Problems belong to buyers, who are perpetually in active seek of solutions, in a dance surrounded of sellers.
In between problems and solutions, where they meet, there is, in 'firewalling' words, a DMZ area, the conflict zone. In the corporate world, this DMZ area is delimited by finance, business operations, business affairs and legal on one side, Brand & corporate marketing, channel marketing, Product Marketing, Technical support and PR on the other.
Picture yourself driving the Challenger spacecraft re-entering atmosphere. You can feel the heat below your feet, that burning side of the spaceship will be what we call sales in any company. This fringe, always in friction, is where I work, at the beginning of the end of problems, where the job needs to be done.
Problems and solutions belong to 'The What' of the story. The bigger picture becomes visible if we ask about 'The Why'. Why does a problem exist?, answers are not always evident.
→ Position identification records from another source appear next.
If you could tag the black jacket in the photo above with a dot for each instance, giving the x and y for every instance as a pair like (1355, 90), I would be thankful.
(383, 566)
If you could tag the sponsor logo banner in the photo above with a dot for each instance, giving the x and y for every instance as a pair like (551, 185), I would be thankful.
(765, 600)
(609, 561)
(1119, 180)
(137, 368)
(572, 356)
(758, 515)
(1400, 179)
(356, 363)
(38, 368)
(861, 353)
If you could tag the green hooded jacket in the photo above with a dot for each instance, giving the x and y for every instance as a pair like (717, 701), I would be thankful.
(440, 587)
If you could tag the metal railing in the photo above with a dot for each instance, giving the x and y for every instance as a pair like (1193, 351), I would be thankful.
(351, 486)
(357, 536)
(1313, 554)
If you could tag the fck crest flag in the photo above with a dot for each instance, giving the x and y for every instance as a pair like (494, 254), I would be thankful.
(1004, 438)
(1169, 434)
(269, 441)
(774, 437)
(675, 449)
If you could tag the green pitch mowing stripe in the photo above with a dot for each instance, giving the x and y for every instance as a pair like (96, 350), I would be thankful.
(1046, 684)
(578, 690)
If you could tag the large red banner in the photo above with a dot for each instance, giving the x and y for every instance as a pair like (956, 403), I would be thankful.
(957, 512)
Majority of the times, particularly in the tech word, and as a consequence asymmetric competition, it becomes necessary to reverse engineer everything from the visible impact in the market.
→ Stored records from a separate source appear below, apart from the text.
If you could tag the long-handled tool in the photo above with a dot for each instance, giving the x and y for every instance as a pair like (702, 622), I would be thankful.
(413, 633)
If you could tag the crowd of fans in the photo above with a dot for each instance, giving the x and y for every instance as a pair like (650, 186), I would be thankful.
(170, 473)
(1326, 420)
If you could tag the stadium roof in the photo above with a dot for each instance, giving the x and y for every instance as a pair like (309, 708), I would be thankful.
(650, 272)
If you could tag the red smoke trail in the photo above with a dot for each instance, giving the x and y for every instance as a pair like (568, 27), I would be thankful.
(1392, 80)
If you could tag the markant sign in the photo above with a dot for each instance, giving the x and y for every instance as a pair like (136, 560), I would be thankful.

Smartphone sales, as an example, may illustrate this. A smartphone is actually a piece of hardware whose purpose is to materialize an interconnected multimedia experience for human beings (although we see also cats, dogs and other animals staring at screens). The problem to solve here, is to deliver intelligibly a stream of content&services to an UI, the solution (or the tool if you will) is a smartphone.
In this case, the problem belongs to different stakeholders in the value chain. Content and service providers want to reach end users, that's their problem. They ultimately rely on carrier networks to convey their products. Carriers, owners of networks, also want to reach end users and their problem is to make sure end users have something in their hands with a screen as big as reasonable to deliver their megabytes of data. But… why?.
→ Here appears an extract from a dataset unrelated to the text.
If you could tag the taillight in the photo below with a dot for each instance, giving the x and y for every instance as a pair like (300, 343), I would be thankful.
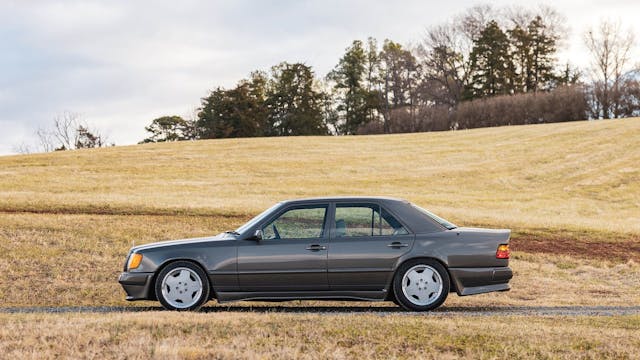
(503, 251)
Problem owners or buyers, carriers, content developers, service providers, share the same motivation, they want to monetize their products or services, that's why. In other words, they want to deliver something on to a recipient (at a cost) to obtain a benefit (at a profit), the delta between cost and profit speaks to the importance of the problem and fuels the determination to resolve it.
In our example, the solution is simple, go and buy an smartphone. In our story, those with bigger profits at a stake will be keener to dance with smartphone vendors, rules are simple, everyone will fight to maximize profit or reduce cost in the value chain but always within the limits to secure the new, aspirational stage, is not jeopardized. i
It's a sum-zero game in which everybody wins one way or another. We, users, enjoy our connected life in our never-leave-more-than-a-meter away smartphones, while carriers, content and service providers make commercial profits. It's all about the transfer of value and the transactions in between.
But, this is not over, no single solution can ever, never, serve entirely to solve the problem it is intended for. There will be always gaps. Gaps need to be filled in by means of innovation in products and services, ultimately serving better end users, us, for a richer and happier experience.
Is there a limit to this?. I guess the answer is yes, if we, at some point of time, connect ourselves to an on demand endorphins delivery system.